Linear Actuator

Hi there,

I am building 2 pendulums for a theater production. Ideally they would be some 26 ft long. We made a test with an electric tube linear actuator incl. slide rail mounted to the ceiling and a hinged 10 ft aluminum tube attached to the rod/plunger of the actuator. The actuator was controlled by a simple DPDT relay.

The actuator used was Firingelli's high-speed actuator with the following specs:

Dynamic Force: 22 lb
Static Force: 44 lb
Speed ("/S): 4.5" (9" at no load)
Current: 5A max
Duty Cycle: 20% at 100% load, 50% at 25% of load
Input: 12v DC
Stroke: 10 in

See High Speed Linear Actuators | 12vdc | Firgelli Automations

It works quite well as long as you make sure you don't go over the 20% duty cycle.

Once we tried out a 26 ft pendulum the stroke speed was unfortunately too slow to produce a significant pendulum swing.
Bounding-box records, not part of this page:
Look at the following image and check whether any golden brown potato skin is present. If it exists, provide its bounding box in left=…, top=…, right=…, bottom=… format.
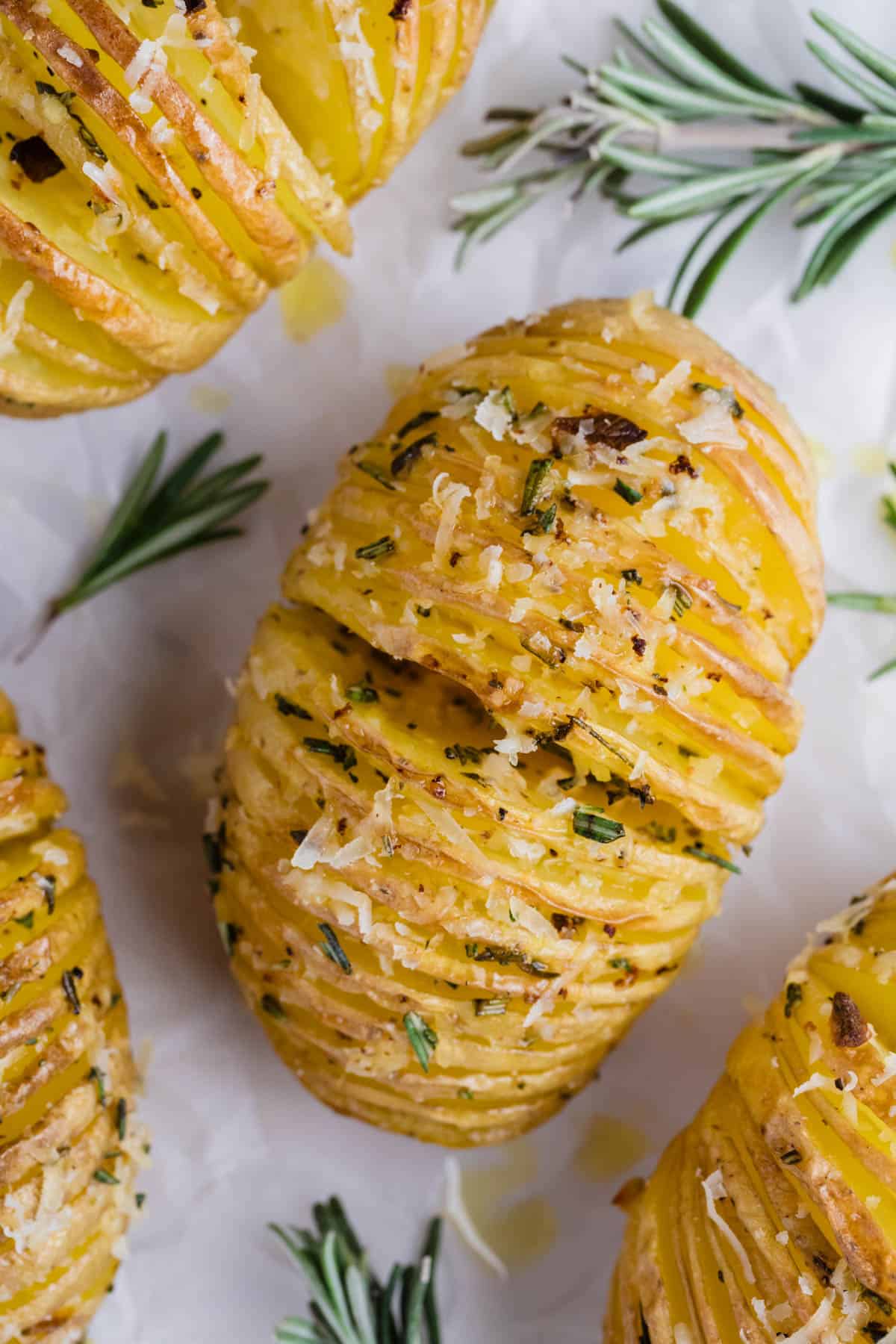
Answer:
left=0, top=692, right=148, bottom=1344
left=605, top=875, right=896, bottom=1344
left=210, top=296, right=824, bottom=1145
left=0, top=0, right=489, bottom=415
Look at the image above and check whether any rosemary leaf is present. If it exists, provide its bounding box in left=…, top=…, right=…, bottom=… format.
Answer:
left=405, top=1012, right=439, bottom=1074
left=827, top=593, right=896, bottom=615
left=269, top=1196, right=442, bottom=1344
left=451, top=0, right=896, bottom=316
left=20, top=433, right=269, bottom=659
left=572, top=806, right=626, bottom=844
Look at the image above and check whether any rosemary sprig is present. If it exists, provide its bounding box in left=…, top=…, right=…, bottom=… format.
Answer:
left=451, top=0, right=896, bottom=316
left=827, top=462, right=896, bottom=682
left=270, top=1196, right=442, bottom=1344
left=20, top=432, right=269, bottom=659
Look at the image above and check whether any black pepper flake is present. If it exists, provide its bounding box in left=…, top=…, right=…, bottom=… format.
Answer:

We also tested a different model with similar specs from Progressive Automations with a 16 inch stroke which actually made the pendulum swing less (see - http://www.progressiveautomations.com/tubular-high-speed-linear-actuator)

My guess is that a higher speed and duty cycle would significantly improve the results. We've actually tried higher duty cycles up to 60% and achieved a much longer pendulum swing, at least for a while before the actuator burned out. Ouch!

Question to the forum: Do you know of an electric high speed actuators 4 in/sec or more, 22 lbs or more and a duty cycle 20% or (much) more?

I am aware that a pneumatic control would be much better but considering my deadline and the potential noise from a pneumatic actuator I try to stick to electric at this point.

Do you maybe know another forum outside of Arduino that might be able to help out?

Thank you for your help in advance!

Erwin

Once we tried out a 26 ft pendulum the stroke speed was unfortunately too slow to produce a significant pendulum swing.

A little physics to the rescue! The problem is indeed the timing, but in the other direction. A 26 foot pendulum would have a slower swing than a 10 foot pendulum. In fact, the time for one back and forth swing (the period) would be longer by a factor of 1.6.

You will have no problem creating a large swing if the period of the linear actuator matches the period of the pendulum. Think of it as pushing a child on the swing: the timing of the push has to match the natural motion of the swing.

Incidentally, the formula for the period of a pendulum in seconds is 6.28*sqrt(length/9.8 ), with length measured in meters and most of the mass at the bottom, like in a grandfather clock. The period of such a 26 foot pendulum would be about 5.6 seconds.

I'd probably try a big servo with an arm that gives the top of the pendulum suspension cable a slight push. repeated pushes at the correct time should eventually get the pendulum swinging.